The structure which will be described in the following part of the present description with reference to FIGS. 2a and 2 b constitutes a preferred embodiment of an antenna structure which may advantageously be incorporated in a timepiece provided with a radio telephone function. With reference to FIG. 4, a schematic example of a timepiece incorporating the structure illustrated in FIGS. 2a and 2 b will thus be presented hereinafter.
FIGS. 2a and 2 b thus respectively show a face view and a blown up perspective view of an antenna structure constituting a preferred embodiment of the present invention. This antenna structure, indicated generally by the numerical reference 10, is made of a conductor material and essentially has the appearance, in this example, of a cylinder portion delimited by a substantially cylindrical contour A, and first and second planes B and C substantially perpendicular to the axis of symmetry of the cylinder, perpendicular to the plane of FIG. 2a and indicated in dotted lines in FIG. 2b.
According to the present invention, this antenna structure 10 includes a radiating element 20, of substantially rectangular shape or surface, secured to a case 11 forming an integral part of the ground plane of the antenna.
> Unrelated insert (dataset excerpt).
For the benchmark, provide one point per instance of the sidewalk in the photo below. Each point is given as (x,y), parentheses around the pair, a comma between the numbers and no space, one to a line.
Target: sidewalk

As can be seen from the Figures, case 11 is preferably made in two parts 12 and 13, one part 12 essentially forming a cover for case 11, and the other 13 essentially forming a body of case 11 and further supporting radiating element 20. Body 13 of case 11 includes a bottom 14 and a set of lateral walls 13 a to 13 d, and thus defines, with cover 12, a shielded housing capable of accommodating various components, such as the electronic circuit necessary for the antenna to operate. In particular, the radio frequency electronic circuit necessary for the transmission and reception of the electromagnetic signals and any electronic element which could potentially influence or be influenced by the transmission or reception of these electromagnetic signals could be arranged in case 11. If space allows or requires, any other electronic or non electronic component may be arranged inside the case, such as, for example, a timepiece movement and/or a power source for the portable unit.
Radiating element 20 has a profile of an arc of a circle and is arranged on the side of case 11, or more specifically on the cylindrical contour A of structure 10. This radiating element 20 is linked by one 20 b of its ends to body 13 of case 11, and is thus short-circuited, by this same end 20 b, with the ground plane of the antenna formed by case 11, the opposite end 20 a of radiating element 20 being left free. The length of radiating element 20 between free end 20 a and short-circuited end 20 b is approximately equal to a quarter of the antenna's transmission/reception wavelength λ.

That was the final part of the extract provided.